There are some minor proofing issues on this page, but nothing egregious. The text could use a very light copyedit for clarity in a few places (e.g., the A/A-plus/cheerleader exposition, which I found to be a bit muddy). Otherwise, this excerpt is in great shape.

Thank again to everyone who participates. Remember, if you offer your own comments and suggestions on “Ideal High,” please be constructive and respectful. See you next week!

Thursday, July 14, 2011

Your Character Checklist

When you are writing, it’s easy to get too close to your characters. After all, they are in your head 24/7 and you know them well. So, today, I’d like to offer you a character checklist to go over, just to make sure that your characters are everything you want them to be.
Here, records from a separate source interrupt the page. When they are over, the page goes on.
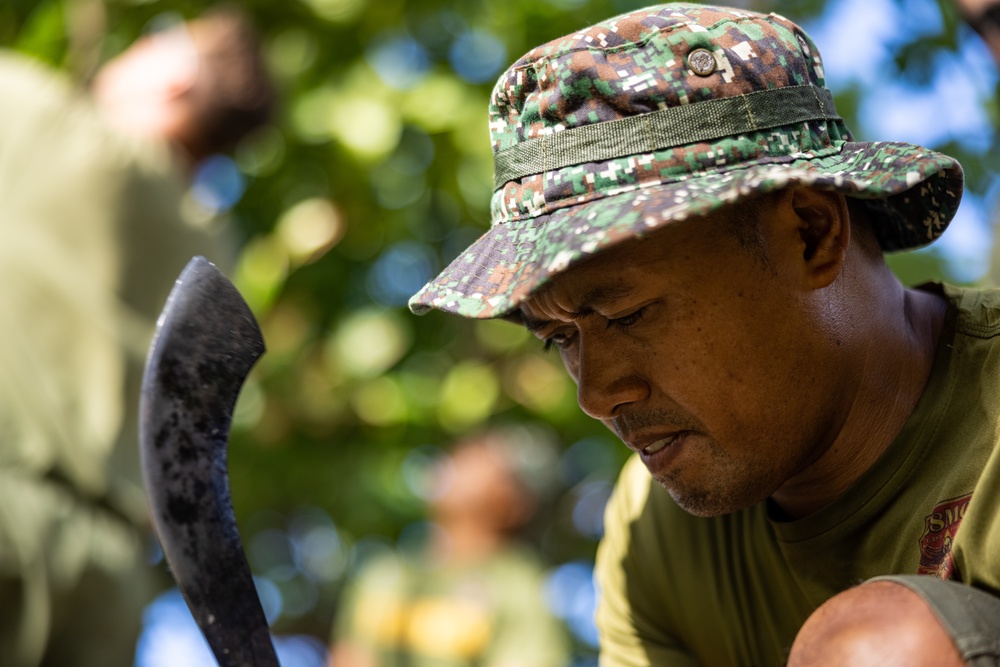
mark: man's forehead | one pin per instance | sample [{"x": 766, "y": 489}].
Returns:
[{"x": 572, "y": 295}]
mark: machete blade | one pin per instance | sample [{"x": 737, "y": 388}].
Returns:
[{"x": 206, "y": 342}]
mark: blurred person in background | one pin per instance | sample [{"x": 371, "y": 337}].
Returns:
[
  {"x": 474, "y": 596},
  {"x": 95, "y": 228}
]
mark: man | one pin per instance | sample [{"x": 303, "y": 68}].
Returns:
[
  {"x": 472, "y": 595},
  {"x": 682, "y": 215},
  {"x": 96, "y": 227}
]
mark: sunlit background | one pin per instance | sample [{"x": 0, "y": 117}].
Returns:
[{"x": 375, "y": 174}]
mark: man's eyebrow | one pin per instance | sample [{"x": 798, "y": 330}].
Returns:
[{"x": 591, "y": 301}]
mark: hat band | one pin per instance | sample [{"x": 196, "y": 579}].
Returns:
[{"x": 666, "y": 128}]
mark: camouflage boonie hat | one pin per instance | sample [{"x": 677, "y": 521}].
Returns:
[{"x": 662, "y": 114}]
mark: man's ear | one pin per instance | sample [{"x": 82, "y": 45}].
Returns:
[{"x": 825, "y": 232}]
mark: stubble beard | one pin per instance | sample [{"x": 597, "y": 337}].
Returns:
[{"x": 725, "y": 485}]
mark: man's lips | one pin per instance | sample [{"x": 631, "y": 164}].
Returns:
[{"x": 648, "y": 446}]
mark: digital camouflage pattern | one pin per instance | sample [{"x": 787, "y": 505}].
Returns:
[{"x": 662, "y": 114}]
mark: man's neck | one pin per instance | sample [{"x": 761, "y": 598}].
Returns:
[{"x": 894, "y": 364}]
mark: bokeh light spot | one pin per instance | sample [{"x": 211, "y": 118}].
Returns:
[
  {"x": 399, "y": 60},
  {"x": 218, "y": 184},
  {"x": 370, "y": 342},
  {"x": 477, "y": 56}
]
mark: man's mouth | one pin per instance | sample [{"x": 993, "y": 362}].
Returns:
[{"x": 660, "y": 444}]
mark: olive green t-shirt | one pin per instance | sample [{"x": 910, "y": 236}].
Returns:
[
  {"x": 420, "y": 614},
  {"x": 734, "y": 590}
]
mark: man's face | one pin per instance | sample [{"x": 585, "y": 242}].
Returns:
[{"x": 702, "y": 356}]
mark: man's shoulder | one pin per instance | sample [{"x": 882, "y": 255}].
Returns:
[{"x": 977, "y": 309}]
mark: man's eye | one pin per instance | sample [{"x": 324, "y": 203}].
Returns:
[{"x": 623, "y": 323}]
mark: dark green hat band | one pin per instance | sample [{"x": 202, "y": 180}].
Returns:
[{"x": 667, "y": 128}]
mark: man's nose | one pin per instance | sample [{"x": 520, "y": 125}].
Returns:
[{"x": 607, "y": 380}]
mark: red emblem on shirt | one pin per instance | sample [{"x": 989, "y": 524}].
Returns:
[{"x": 940, "y": 527}]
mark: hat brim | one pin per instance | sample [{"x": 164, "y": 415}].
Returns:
[{"x": 920, "y": 189}]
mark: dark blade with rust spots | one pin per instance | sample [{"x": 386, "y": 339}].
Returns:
[{"x": 206, "y": 343}]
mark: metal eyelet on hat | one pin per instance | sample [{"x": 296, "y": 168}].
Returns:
[
  {"x": 804, "y": 44},
  {"x": 702, "y": 62}
]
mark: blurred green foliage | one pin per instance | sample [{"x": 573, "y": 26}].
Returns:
[{"x": 375, "y": 173}]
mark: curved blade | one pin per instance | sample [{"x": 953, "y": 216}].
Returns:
[{"x": 205, "y": 345}]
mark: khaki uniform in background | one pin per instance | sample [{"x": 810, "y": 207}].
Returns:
[
  {"x": 418, "y": 614},
  {"x": 93, "y": 232}
]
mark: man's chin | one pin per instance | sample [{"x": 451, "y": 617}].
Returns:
[{"x": 706, "y": 503}]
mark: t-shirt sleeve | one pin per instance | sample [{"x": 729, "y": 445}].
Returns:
[{"x": 629, "y": 635}]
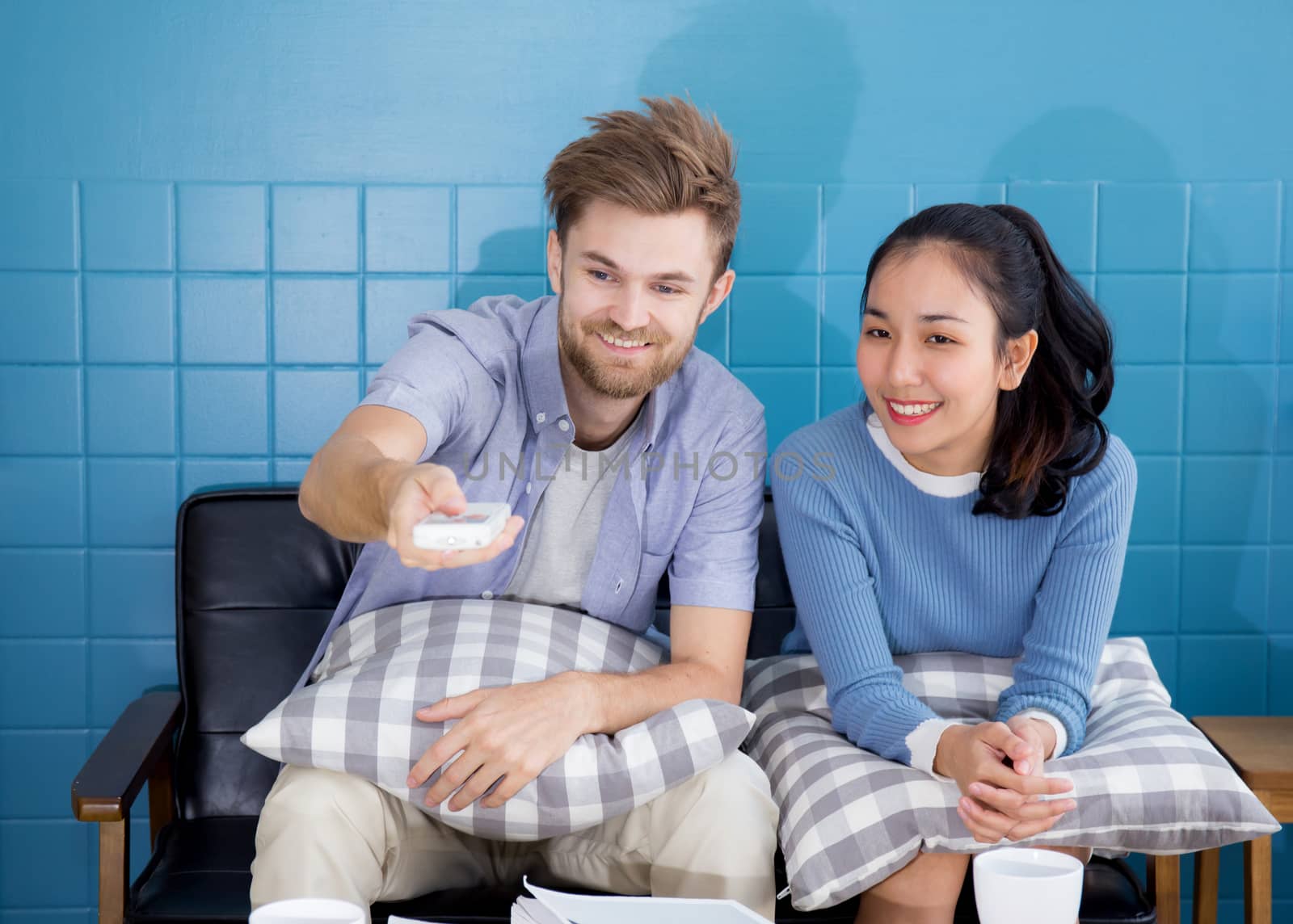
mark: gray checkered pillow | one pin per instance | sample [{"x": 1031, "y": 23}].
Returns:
[
  {"x": 1144, "y": 779},
  {"x": 381, "y": 667}
]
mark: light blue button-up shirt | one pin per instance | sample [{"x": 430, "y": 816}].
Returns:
[{"x": 485, "y": 384}]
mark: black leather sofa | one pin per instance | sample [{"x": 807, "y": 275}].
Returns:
[{"x": 256, "y": 585}]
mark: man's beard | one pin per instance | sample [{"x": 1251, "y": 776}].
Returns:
[{"x": 614, "y": 376}]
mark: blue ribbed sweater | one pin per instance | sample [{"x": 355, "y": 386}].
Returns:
[{"x": 879, "y": 566}]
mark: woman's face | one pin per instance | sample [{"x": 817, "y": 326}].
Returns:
[{"x": 930, "y": 362}]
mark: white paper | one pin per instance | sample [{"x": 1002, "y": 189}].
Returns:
[{"x": 637, "y": 909}]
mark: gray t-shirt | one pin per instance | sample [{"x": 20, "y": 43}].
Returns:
[{"x": 562, "y": 538}]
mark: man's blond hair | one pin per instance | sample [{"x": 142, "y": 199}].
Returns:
[{"x": 659, "y": 162}]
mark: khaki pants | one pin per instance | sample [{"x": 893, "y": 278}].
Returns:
[{"x": 331, "y": 835}]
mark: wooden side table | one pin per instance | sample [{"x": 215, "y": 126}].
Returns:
[{"x": 1261, "y": 751}]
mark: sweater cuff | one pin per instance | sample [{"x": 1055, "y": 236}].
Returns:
[
  {"x": 924, "y": 743},
  {"x": 1051, "y": 719}
]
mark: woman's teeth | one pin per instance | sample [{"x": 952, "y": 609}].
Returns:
[{"x": 915, "y": 410}]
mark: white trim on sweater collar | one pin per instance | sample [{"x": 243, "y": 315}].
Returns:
[{"x": 937, "y": 485}]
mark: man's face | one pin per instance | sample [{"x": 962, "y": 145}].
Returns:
[{"x": 634, "y": 291}]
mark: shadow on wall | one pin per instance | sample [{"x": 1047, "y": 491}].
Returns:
[
  {"x": 784, "y": 81},
  {"x": 1177, "y": 342}
]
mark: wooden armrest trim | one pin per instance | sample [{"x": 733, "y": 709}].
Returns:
[{"x": 112, "y": 779}]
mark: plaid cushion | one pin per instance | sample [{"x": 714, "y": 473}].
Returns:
[
  {"x": 1144, "y": 779},
  {"x": 381, "y": 667}
]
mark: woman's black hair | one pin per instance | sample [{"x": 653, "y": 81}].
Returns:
[{"x": 1049, "y": 428}]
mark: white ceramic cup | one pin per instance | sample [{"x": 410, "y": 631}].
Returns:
[
  {"x": 308, "y": 911},
  {"x": 1025, "y": 885}
]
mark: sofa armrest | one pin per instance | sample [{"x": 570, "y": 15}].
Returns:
[{"x": 136, "y": 747}]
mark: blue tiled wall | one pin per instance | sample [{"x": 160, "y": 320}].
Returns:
[{"x": 208, "y": 242}]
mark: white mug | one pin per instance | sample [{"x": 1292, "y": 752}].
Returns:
[
  {"x": 1025, "y": 885},
  {"x": 308, "y": 911}
]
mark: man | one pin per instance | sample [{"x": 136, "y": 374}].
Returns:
[{"x": 624, "y": 452}]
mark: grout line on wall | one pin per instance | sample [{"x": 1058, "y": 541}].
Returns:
[
  {"x": 453, "y": 247},
  {"x": 79, "y": 217},
  {"x": 175, "y": 365},
  {"x": 364, "y": 292},
  {"x": 271, "y": 368}
]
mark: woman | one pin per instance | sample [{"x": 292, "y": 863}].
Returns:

1. Is your character motivation obvious? My main character in Ribbon of Darkness has just buried his father and is out for revenge. All of his motivation is directed toward finding the killer and making sure his father’s killer gets what he deserves. That kind of motivation is obvious. But the subtext becomes if when he is faced with the opportunity, can he mete out the vigilante justice he was imagining? Can he become the killer he abhors? So, you see, the primary motivation also has a secondary point to it.

But what about the subtle character who is in the background, a supporting character perhaps. Do they have a motivation? Are they necessary for main character motivation? Can you combine them with another character or are they truly necessary? What motivated you to put them in the story in the first place? (And yes, I’ve had to cut characters when I’ve realized that they really didn’t add to the story.) Motivation is important from main character to secondary ones.

One thing that’s really helped me with my character motivation is to write out a list of every character that appears in my manuscript and do a short blurb on them. That makes it very easy to see who is extraneous and who might need a little more motivation.

2. Do you characters have a voice? It’s important for your characters to have a unique personality, or “voice,” that makes them more real on the page. It’s sort of like looking around at your friends. I have friends that are always happy, can tell jokes and laugh loudly, friends that are always busy with a new cause and usually start conversations with, "Well, let me tell you this," friends that are constantly with their nose in a book and can spout off their opinions on pretty much any author with the least provocation. Each one of those people are unique, they have a unique “voice” about them in how they deal with the world around them and run their lives, and that is what draws me to them. Your characters in your book need this as well---something that will draw people to them and make it easier to relate to them.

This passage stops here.